City Paper is not for tourists
Pity Stevie Jackson, forever Belle and Sebastian’s second gun. Ever since the Scottish indie-pop heroes’ underloved 2000 misfire Fold Your Hands Child, You Walk Like a Peasant—in which frontman Stuart Murdoch shared too much real estate with too many of the other singers in the group—Belle and Sebastian has kept things tauter and less democratic. 2003’s Dear Catastrophe Waitress was hailed by critics as the album on which Murdoch regained control of his own band; Jackson, meanwhile, continues to be allotted one showcase per record. Still, recent developments favor Glasgow’s second-favorite son.
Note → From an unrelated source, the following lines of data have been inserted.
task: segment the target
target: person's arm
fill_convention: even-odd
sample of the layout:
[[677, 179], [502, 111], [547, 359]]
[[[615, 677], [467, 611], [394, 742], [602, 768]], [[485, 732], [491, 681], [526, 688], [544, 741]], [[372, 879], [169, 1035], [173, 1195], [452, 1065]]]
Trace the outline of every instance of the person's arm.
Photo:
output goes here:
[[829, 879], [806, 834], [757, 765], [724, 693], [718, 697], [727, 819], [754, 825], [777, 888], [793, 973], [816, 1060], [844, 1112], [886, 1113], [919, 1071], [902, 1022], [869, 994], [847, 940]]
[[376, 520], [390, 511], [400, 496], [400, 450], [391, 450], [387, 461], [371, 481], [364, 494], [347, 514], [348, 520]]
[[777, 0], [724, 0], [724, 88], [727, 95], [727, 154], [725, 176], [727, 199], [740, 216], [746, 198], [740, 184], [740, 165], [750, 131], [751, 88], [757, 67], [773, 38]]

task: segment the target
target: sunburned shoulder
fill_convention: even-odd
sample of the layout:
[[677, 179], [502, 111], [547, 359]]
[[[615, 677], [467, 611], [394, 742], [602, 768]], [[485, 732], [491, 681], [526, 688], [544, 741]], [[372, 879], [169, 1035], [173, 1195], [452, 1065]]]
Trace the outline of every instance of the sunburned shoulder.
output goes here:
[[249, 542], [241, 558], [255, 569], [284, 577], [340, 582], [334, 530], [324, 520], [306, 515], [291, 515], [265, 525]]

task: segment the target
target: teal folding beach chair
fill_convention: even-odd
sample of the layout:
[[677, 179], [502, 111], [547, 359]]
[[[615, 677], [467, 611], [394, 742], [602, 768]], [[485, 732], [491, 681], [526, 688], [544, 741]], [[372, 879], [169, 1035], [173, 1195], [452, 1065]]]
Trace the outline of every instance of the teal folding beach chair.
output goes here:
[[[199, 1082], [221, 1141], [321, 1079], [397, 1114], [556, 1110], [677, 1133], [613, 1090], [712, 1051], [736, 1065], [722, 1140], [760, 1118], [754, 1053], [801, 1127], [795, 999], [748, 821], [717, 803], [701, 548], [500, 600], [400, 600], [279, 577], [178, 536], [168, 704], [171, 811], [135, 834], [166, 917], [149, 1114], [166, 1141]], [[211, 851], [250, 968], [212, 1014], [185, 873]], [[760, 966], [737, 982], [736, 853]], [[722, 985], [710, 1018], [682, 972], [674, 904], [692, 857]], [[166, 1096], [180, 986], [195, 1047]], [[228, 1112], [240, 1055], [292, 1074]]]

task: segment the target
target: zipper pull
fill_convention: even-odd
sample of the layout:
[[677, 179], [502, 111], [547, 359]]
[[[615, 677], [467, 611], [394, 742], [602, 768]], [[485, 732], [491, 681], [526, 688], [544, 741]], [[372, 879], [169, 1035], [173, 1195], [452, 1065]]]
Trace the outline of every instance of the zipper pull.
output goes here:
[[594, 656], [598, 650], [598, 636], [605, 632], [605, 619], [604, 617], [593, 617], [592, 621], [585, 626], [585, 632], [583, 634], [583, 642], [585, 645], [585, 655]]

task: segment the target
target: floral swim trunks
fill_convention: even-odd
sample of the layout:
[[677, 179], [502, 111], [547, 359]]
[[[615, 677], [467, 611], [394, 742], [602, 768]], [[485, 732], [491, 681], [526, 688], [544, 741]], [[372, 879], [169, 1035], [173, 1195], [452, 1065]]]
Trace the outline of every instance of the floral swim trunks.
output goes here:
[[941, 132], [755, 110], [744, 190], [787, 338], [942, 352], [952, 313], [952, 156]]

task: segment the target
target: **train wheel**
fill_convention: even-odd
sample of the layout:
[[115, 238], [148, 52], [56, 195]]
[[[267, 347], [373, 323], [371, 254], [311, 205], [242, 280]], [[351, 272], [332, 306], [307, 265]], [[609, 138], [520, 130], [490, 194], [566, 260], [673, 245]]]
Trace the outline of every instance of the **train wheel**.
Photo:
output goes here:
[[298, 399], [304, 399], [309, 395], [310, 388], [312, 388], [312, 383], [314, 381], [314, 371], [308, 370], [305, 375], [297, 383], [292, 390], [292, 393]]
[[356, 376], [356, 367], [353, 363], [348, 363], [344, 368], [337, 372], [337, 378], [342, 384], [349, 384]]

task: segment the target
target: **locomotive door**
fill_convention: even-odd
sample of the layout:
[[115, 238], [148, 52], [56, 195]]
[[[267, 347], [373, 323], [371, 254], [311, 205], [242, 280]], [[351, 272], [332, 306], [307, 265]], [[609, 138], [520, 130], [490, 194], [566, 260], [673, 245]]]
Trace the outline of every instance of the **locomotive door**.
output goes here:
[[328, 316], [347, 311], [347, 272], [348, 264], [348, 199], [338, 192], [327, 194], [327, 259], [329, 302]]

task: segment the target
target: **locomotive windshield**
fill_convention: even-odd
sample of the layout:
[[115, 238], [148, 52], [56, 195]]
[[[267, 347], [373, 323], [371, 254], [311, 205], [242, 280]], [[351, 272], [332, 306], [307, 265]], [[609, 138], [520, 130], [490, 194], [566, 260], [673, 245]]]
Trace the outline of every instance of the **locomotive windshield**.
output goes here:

While Murdoch has soundtracked, written, and filmed the movie God Help the Girl, Jackson has distinguished himself quietly: He released a solo album, the delightfully named (I Can’t Get No) Stevie Jackson, that’s full of the candy-hued ’60s pastiches he’s always thrived on; he mounted a charm assault at last year’s Chickfactor concert at Artisphere during a sweet, chatty solo set; and for the first time in his career, he wrote the best thing on a Belle and Sebastian record, the kaleidoscopic “I’m Not Living in the Real World” on 2010’s Write About Love. The song is classic Jackson, a witty, daffy meditation on growing up. “In my young life I get so hurt,” he sings. “Will I make it in the real world?” It’s taken Jackson a while, but he probably will.
July 12 at Merriweather Post Pavilion with Yo La Tengo. $35-$45. merriweathermusic.com.